In Trumpian diplomacy, there are no negotiations with “dangerous countries” like El Salvador. There are only conversations to administer unilateral decisions. When Bukele negotiated with Trump from 2019 to 2021, the Salvadoran government succumbed to the desires of the United States. Trump forced him to accept without question the possibility of a mass deportation of at least 200,000 Salvadorans with temporary U.S. residency permits and, at the same time, convert the country into a reception place for asylum seekers. In those days, Trump had suspended cooperation with Central America and had described El Salvador a “shithole country.” This is the very roadmap he has given his base if he returns to the White House: a dynamic in which he dictates and his counterpart transcribes. There is no room for another strongman.
Trump’s baseless accusations against Bukele point to shifting alliances in Trumpism. I have reported on the profound distrust toward Bukele within conservative political and security circles for months. One of the reasons for the profound distrust toward Bukele in certain U.S. conservative power circles is his relationship with China. The other, perhaps worse, is Bukele’s former truce with the Salvadoran gangs. The disagreements between the two men date back to December 2020, when the Trump administration requested the extradition of 14 senior MS-13 leaders. Bukele refused. Not only that, the Bukele administration freed one of the gang figureheads and helped him escape to Guatemala. That said, most of the men facing extradition requests appear to remain in custody in El Salvador.

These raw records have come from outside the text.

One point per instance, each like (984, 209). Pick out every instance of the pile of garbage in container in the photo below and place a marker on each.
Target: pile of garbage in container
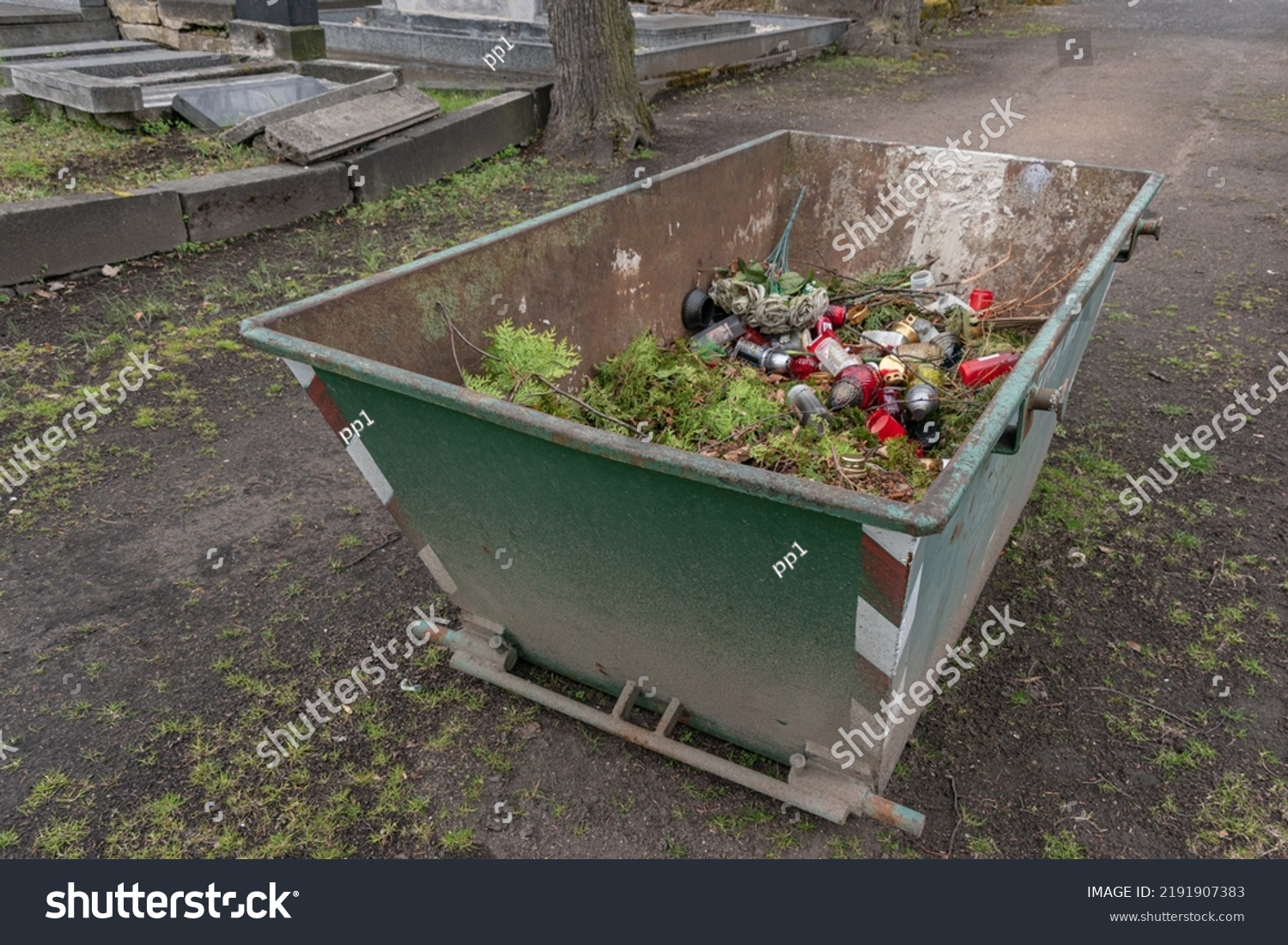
(866, 384)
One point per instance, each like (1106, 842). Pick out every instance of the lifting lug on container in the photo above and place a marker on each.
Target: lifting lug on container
(1146, 226)
(1050, 399)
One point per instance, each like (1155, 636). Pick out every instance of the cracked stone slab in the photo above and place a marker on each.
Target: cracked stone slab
(344, 126)
(219, 106)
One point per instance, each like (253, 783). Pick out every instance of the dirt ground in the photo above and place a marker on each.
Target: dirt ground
(136, 677)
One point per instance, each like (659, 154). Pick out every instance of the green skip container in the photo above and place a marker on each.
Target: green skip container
(648, 572)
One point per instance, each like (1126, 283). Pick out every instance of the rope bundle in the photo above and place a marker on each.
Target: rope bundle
(772, 314)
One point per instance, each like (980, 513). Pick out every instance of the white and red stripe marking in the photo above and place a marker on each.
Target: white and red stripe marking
(366, 463)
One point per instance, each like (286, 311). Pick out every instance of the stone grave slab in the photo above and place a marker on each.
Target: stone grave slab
(216, 107)
(344, 126)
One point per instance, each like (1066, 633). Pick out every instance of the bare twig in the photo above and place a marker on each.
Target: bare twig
(386, 543)
(1143, 702)
(957, 811)
(582, 403)
(981, 275)
(450, 324)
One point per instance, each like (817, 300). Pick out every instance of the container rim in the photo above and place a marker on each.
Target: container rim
(927, 517)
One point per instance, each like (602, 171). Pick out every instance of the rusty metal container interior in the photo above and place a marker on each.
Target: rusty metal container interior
(608, 559)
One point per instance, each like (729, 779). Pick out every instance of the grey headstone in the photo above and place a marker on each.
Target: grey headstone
(216, 108)
(344, 126)
(254, 125)
(281, 13)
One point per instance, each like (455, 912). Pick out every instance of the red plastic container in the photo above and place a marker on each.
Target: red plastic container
(981, 371)
(884, 427)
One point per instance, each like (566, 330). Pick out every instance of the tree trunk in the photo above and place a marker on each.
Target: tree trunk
(597, 107)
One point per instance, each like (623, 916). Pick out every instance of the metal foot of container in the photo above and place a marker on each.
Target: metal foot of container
(482, 651)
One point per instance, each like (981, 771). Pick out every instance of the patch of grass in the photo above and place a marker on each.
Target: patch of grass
(1061, 846)
(35, 149)
(1243, 819)
(62, 839)
(456, 100)
(1174, 761)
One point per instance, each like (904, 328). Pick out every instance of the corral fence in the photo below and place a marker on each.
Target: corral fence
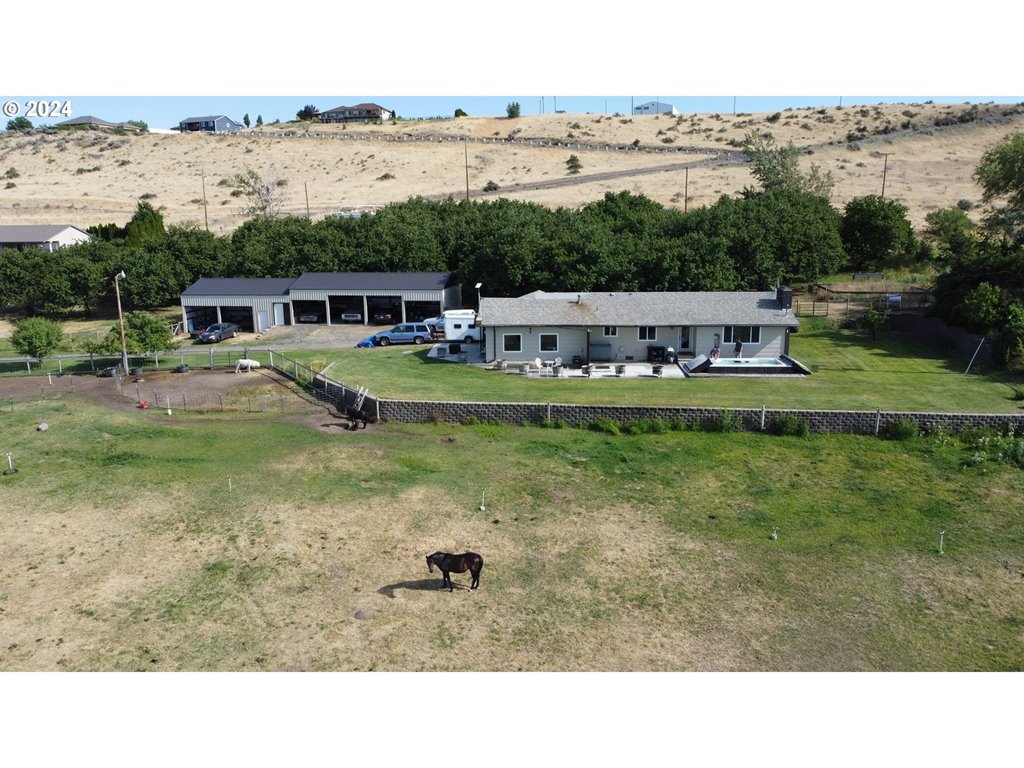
(95, 364)
(324, 388)
(733, 156)
(171, 394)
(748, 420)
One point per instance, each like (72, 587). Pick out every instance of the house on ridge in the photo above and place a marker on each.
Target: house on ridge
(209, 124)
(366, 113)
(43, 237)
(655, 108)
(626, 327)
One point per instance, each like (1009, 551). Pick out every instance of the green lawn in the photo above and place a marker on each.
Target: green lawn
(133, 540)
(851, 372)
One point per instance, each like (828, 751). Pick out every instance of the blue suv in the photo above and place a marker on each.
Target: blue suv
(406, 333)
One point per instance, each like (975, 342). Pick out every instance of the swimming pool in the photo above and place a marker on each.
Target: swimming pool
(749, 363)
(702, 366)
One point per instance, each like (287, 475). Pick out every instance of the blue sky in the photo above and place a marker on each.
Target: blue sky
(165, 112)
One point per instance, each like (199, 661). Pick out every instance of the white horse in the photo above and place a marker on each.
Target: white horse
(246, 365)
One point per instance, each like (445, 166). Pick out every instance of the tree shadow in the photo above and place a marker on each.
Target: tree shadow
(422, 585)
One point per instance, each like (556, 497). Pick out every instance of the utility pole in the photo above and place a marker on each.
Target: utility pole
(206, 215)
(885, 168)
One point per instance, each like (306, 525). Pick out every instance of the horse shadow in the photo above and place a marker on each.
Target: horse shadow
(422, 585)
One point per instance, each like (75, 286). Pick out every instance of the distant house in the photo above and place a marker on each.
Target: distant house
(368, 113)
(43, 237)
(209, 124)
(636, 327)
(655, 108)
(88, 121)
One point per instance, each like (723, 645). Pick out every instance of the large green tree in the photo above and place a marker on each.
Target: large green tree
(778, 167)
(146, 223)
(877, 231)
(37, 337)
(143, 333)
(1000, 174)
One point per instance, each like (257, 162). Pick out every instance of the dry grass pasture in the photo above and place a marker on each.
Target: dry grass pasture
(87, 177)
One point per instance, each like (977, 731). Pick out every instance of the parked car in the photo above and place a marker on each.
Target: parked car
(218, 332)
(406, 333)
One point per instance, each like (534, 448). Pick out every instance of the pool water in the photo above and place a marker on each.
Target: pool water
(749, 361)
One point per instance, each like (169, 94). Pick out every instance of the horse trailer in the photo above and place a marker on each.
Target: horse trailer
(456, 325)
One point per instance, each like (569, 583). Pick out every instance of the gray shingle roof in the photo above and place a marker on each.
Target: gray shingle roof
(372, 282)
(670, 308)
(32, 232)
(239, 287)
(208, 119)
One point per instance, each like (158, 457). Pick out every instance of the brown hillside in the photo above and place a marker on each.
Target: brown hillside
(89, 177)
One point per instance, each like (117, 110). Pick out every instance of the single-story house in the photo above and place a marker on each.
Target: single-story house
(210, 124)
(44, 237)
(327, 298)
(655, 108)
(636, 327)
(366, 113)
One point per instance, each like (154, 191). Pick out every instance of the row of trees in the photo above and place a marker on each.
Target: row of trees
(622, 243)
(982, 285)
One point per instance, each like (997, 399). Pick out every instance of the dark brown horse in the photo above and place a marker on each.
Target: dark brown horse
(355, 415)
(449, 563)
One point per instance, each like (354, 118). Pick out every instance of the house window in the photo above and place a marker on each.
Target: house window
(512, 342)
(745, 334)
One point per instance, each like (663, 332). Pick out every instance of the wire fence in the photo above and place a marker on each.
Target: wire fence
(251, 394)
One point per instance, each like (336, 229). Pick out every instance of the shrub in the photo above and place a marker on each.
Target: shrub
(788, 425)
(724, 421)
(646, 426)
(901, 429)
(608, 426)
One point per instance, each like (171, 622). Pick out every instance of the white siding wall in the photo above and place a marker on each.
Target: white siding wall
(772, 342)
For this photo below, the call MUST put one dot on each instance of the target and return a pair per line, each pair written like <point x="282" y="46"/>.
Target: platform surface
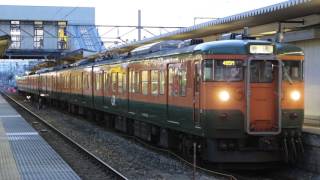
<point x="24" y="154"/>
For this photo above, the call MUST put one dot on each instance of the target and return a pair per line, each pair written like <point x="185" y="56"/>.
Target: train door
<point x="196" y="94"/>
<point x="177" y="100"/>
<point x="263" y="111"/>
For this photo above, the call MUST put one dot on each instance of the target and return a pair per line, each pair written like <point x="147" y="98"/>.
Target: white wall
<point x="312" y="77"/>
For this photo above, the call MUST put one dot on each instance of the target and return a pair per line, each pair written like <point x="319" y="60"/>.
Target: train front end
<point x="252" y="101"/>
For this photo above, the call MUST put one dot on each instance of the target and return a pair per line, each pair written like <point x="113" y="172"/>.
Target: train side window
<point x="182" y="82"/>
<point x="106" y="81"/>
<point x="85" y="81"/>
<point x="137" y="82"/>
<point x="131" y="81"/>
<point x="222" y="70"/>
<point x="124" y="82"/>
<point x="120" y="83"/>
<point x="171" y="76"/>
<point x="144" y="82"/>
<point x="162" y="83"/>
<point x="114" y="82"/>
<point x="155" y="82"/>
<point x="292" y="70"/>
<point x="79" y="81"/>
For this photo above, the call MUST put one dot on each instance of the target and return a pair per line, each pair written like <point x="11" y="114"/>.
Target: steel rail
<point x="91" y="155"/>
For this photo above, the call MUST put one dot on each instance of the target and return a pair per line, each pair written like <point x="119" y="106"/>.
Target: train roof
<point x="215" y="47"/>
<point x="229" y="46"/>
<point x="288" y="49"/>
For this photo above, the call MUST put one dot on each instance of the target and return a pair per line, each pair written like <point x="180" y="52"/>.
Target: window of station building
<point x="114" y="82"/>
<point x="38" y="35"/>
<point x="177" y="81"/>
<point x="155" y="82"/>
<point x="62" y="35"/>
<point x="144" y="82"/>
<point x="120" y="83"/>
<point x="162" y="83"/>
<point x="15" y="33"/>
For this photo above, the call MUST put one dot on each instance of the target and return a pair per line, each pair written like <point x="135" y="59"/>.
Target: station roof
<point x="4" y="44"/>
<point x="275" y="13"/>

Whether out of vanity, prejudice, or competition among Republican elites, Trump appears to have found the scapegoat of the moment: Bukele, a “bad hombre” who takes advantage of the United States. Contrary to the Democrats, Trump has never needed to appear benevolent on immigration to gain votes. To win in November, he is playing to the minds of electors who believe in a supposed invasion of foreigners coming for their jobs and public resources. Trump is tempestuous and known to change his mind, but the cruelty of his words toward the Salvadoran president makes another thing clear: Bukele has no choice but to follow.